Cyber Intelligence
Cloud Security18 min read

Microsoft Purview Information Protection: Complete Setup Guide

Pattern-matching DLP fails when sensitive data has no recognizable format. This guide covers a complete Purview Information Protection deployment: label taxonomy design, service-side auto-labeling, DLP policies that use labels as conditions, and Endpoint DLP for managed devices.

I
Microsoft Cloud Solution Architect
Microsoft PurviewInformation ProtectionDLPSensitivity LabelsData ClassificationEndpoint DLPCompliance

When DLP Fails Because the Data Was Never Labeled

A financial services team ran a DLP policy in Microsoft Purview blocking email attachments with credit card numbers. A contractor exfiltrated a financial model spreadsheet by email. The spreadsheet contained no credit card numbers: it contained formulas, assumptions, and client names that were worth far more. DLP never fired because the policy was reactive, not proactive. The data was not classified, so DLP had nothing to match against.

Microsoft Purview Information Protection solves a different problem than DLP: it establishes classification at the point of content creation, so that DLP and other downstream controls have a reliable signal to act on. This guide covers a complete tenant setup: label taxonomy design, sensitivity label publishing, auto-labeling policies, and DLP policies that use those labels as conditions.

---

Designing the Label Taxonomy

The Most Common Mistake: Too Many Labels

Enterprise tenants routinely deploy 15-20 sensitivity labels and then find that users apply them inconsistently or not at all. The research on user behavior with sensitivity labels consistently shows that beyond 5-6 labels, adoption drops sharply.
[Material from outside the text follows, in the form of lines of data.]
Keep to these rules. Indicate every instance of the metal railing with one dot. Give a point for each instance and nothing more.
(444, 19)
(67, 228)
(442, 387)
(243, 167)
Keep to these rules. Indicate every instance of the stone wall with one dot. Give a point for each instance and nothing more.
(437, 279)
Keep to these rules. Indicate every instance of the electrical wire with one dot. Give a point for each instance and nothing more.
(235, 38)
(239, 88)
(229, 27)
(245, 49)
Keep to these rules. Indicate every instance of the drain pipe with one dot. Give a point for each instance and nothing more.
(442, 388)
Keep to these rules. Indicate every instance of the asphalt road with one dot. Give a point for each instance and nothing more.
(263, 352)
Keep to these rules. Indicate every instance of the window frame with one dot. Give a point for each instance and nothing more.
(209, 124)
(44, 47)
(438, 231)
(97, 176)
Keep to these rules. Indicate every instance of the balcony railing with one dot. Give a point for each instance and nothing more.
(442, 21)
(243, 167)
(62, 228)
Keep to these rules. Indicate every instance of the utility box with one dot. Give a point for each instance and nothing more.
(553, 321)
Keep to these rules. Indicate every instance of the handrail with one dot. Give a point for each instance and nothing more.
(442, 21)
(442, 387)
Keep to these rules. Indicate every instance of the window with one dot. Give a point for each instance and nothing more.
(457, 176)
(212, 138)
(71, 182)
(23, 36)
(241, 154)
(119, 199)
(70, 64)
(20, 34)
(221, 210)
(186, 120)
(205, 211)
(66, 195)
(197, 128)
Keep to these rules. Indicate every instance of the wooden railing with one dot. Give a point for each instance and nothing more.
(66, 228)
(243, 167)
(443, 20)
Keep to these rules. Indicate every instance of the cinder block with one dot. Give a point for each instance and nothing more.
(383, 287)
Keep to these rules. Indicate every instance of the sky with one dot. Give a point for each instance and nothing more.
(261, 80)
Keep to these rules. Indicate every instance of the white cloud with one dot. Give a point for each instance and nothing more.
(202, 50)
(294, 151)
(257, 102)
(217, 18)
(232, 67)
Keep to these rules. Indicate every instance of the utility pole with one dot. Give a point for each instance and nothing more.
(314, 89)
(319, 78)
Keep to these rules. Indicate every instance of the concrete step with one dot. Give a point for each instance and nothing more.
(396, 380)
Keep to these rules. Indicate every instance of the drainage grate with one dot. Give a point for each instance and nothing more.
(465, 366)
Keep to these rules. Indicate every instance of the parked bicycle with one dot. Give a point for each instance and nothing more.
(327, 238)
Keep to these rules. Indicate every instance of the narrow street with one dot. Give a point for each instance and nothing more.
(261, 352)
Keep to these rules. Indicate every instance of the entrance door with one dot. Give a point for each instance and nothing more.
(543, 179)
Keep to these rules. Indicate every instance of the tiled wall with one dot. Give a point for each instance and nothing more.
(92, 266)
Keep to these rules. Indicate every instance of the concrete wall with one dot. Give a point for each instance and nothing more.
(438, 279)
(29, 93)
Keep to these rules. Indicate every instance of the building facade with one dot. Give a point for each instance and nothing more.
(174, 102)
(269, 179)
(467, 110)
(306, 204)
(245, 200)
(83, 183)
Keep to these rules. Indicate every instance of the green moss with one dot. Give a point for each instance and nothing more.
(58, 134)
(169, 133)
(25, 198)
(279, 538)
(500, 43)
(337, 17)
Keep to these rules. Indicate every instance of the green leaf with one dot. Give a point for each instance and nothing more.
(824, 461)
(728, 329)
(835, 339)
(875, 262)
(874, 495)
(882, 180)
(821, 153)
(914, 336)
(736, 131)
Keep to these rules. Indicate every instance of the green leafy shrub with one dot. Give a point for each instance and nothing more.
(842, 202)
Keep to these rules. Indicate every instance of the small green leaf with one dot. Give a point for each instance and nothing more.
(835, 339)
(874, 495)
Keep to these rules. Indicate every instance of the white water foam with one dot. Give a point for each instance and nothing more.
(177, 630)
The taxonomy that works in practice:

LabelColorEncryptionUse case
PublicGreenNoneMarketing content, public docs
GeneralBlueNoneInternal business communications
ConfidentialYellowNoneInternal-only sensitive content
Confidential / All EmployeesYellowEncrypt to orgBroad-access sensitive content
Confidential / Specific PeopleOrangeEncrypt to named groupRestricted project content
Highly ConfidentialRedEncrypt plus DRM restrictionsTrade secrets, M&A, regulated PII
Sublabels under Confidential give you the granularity you need for DLP policy targeting without multiplying top-level labels that users have to reason about. The sublabel separator is a forward slash (/), and Microsoft renders it as a hierarchy in the label picker.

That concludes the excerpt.